Hedgehog-Lip Bulbophyllum qualifies for 10 curated Growli shortlists — each one filtered objectively from our structured plant-care library, so the selection is consistent and checkable:

  • Best pet-safe houseplantsHouseplants the ASPCA lists as non-toxic to cats and dogs — every one verified against the ASPCA toxic and non-toxic plant list.
  • Best low-light houseplantsHouseplants that need no direct sun and cope with a north-facing room or a spot well back from a window.
  • Best plants for a north-facing windowHouseplants for a north-facing window: bright, even, indirect light and no scorching direct sun.

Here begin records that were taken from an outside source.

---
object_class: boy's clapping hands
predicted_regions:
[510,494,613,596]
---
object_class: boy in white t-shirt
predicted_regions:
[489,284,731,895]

Each pick verified against its documented light needs.
  • Best pet-safe low-light plantsNon-toxic to cats and dogs AND happy with no direct sun — the two hardest constraints to satisfy at once.
  • Best humidity-loving houseplantsHouseplants that thrive in a bathroom, kitchen, or by a humidifier — selected by documented humidity preference.
  • Best bathroom plantsHumidity-loving houseplants that also cope with lower light — suited to the steamy, often-dim conditions of a typical bathroom.
  • Best pet-safe bathroom plantsNon-toxic to cats and dogs and happy in the humid, lower-light conditions of a bathroom — safe greenery for the smallest room.
  • Best pet-safe bedroom plantsNon-toxic to cats and dogs and happy in lower light — calming greenery for a bedroom where a pet often sleeps too.
  • Best cat-safe plantsHouseplants the ASPCA lists as non-toxic to cats (and dogs) — safe greenery for a home with a curious cat.
  • Best dog-safe plantsHouseplants the ASPCA lists as non-toxic to dogs (and cats) — safe greenery for a home with a curious dog.
  • Browse all 29 plant shortlists — pet-safe, low-light, drought-tolerant and more

Related guides

Hedgehog-Lip Bulbophyllum is also commonly called Hedgehog-Lip Bulbophyllum or Hedgehog-Shaped Lip Bulbophyllum.